Golden image tests are a type of end-to-end test where a rendered image is captured and compared against an existing known-good image. This test is ran in our CI against all PRs, but you can also run it locally with cargo campfire golden-images.

Golden images on CI

To debug why the CI fails, download the screenshots.zip file from the build artifacts, and look in the logs of the CI. The screenshots.zip will show what image the CI produced.
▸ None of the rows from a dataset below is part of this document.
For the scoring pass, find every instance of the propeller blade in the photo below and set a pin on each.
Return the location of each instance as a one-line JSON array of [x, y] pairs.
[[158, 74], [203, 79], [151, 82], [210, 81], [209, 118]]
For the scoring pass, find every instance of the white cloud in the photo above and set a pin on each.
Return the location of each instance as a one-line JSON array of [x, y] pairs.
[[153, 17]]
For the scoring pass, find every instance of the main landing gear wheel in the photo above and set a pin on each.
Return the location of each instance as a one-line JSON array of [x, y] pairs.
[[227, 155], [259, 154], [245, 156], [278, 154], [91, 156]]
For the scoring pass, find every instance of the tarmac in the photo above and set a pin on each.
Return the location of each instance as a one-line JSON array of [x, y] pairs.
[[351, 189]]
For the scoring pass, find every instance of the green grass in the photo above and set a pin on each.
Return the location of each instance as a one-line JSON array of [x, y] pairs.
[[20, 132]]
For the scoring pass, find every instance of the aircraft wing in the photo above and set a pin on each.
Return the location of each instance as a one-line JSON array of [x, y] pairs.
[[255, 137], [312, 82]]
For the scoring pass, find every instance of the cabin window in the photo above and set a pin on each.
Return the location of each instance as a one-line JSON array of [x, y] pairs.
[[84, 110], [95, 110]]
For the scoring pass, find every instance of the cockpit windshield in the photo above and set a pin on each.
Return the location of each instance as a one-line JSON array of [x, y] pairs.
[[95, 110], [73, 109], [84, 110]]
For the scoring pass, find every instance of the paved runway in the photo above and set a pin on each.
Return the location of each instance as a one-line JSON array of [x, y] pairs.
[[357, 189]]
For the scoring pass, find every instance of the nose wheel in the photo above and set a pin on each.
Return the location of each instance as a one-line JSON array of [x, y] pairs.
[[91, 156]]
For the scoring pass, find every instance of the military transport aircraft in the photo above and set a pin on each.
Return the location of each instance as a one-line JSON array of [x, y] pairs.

Running golden images locally

To update golden images, run cargo campfire golden-images update. This renders and saves a new set of golden images and replaces existing images. To check against existing golden images, run cargo campfire golden-images check. This renders a new set of golden images and compares against existing images using a perceptual image difference metric.

Filtering tests

Running cargo campfire golden-images --prefix ui check will only check tests which begin with ui prefix.

Common failures

  • If your test includes anything that animates over time, this is likely to fail the golden image test because the current golden image test implementation does not attempt to exactly synchronize global time between runs. As a result, the test may never pass as the animation will never be in exactly the same pose. All tests should be static by default.

Flakiness

There are known situations where a test might fail seemingly randomly, even if the images look perceptually identical. These situations include:

  • The golden image was generated on real graphics hardware - for example, on the contributor’s computer - while the CI version runs llvmpipe, which is a software rasterizer. This might cause small imperceptible differences. There are currently no clean solutions to this other than increasing the error threshold and/or re-generating the image using golden-images update.
  • Timing out. Each test runs with a timeout, which may fail the test if it takes too long to produce an image. On a powerful enough local machine, this might not be an issue, but execution times are less predictable in Github Actions. In these cases, the timeout can be increased or the test can be optimized.

Releasing

  1. Run cargo campfire release update-version new_version_here to update the Ambient version across the crates and documentation.
  2. Run cargo campfire doc runtime to update the documentation from the codebase.
  3. If a new system dependency was added, ensure it is added to docs/src/installing.md and Dockerfile.
  4. Run cargo campfire package check-all and ensure all guest packages build without errors.
  5. Run cargo campfire package run-all and visually verify that they work as expected.
  6. Use cargo campfire release check to check that the release is ready.
  7. Update the CHANGELOG.md at the root of the repository. Copy the unreleased block, set the version and date on the copy, and then empty out the unreleased block for the next release.
  8. Make a commit with the above changes, and create a tag v0.X.Y.
  9. Push to origin.
  10. If this is a new major release (e.g. 0.2.0), immediately update the version using cargo campfire release update-version to the next major release suffixed by dev (e.g. 0.3.0-dev) and push that up (but do not tag it). This is to disambiguate in-development major releases from stable ones. If we need to update the released version, we will branch off from the release, cherry-pick relevant hotfixes, and cut a new release from that branch.
  11. Update the tutorial and tutorial project with the latest deployments. Ensure the version of the repository used for the website is updated, too.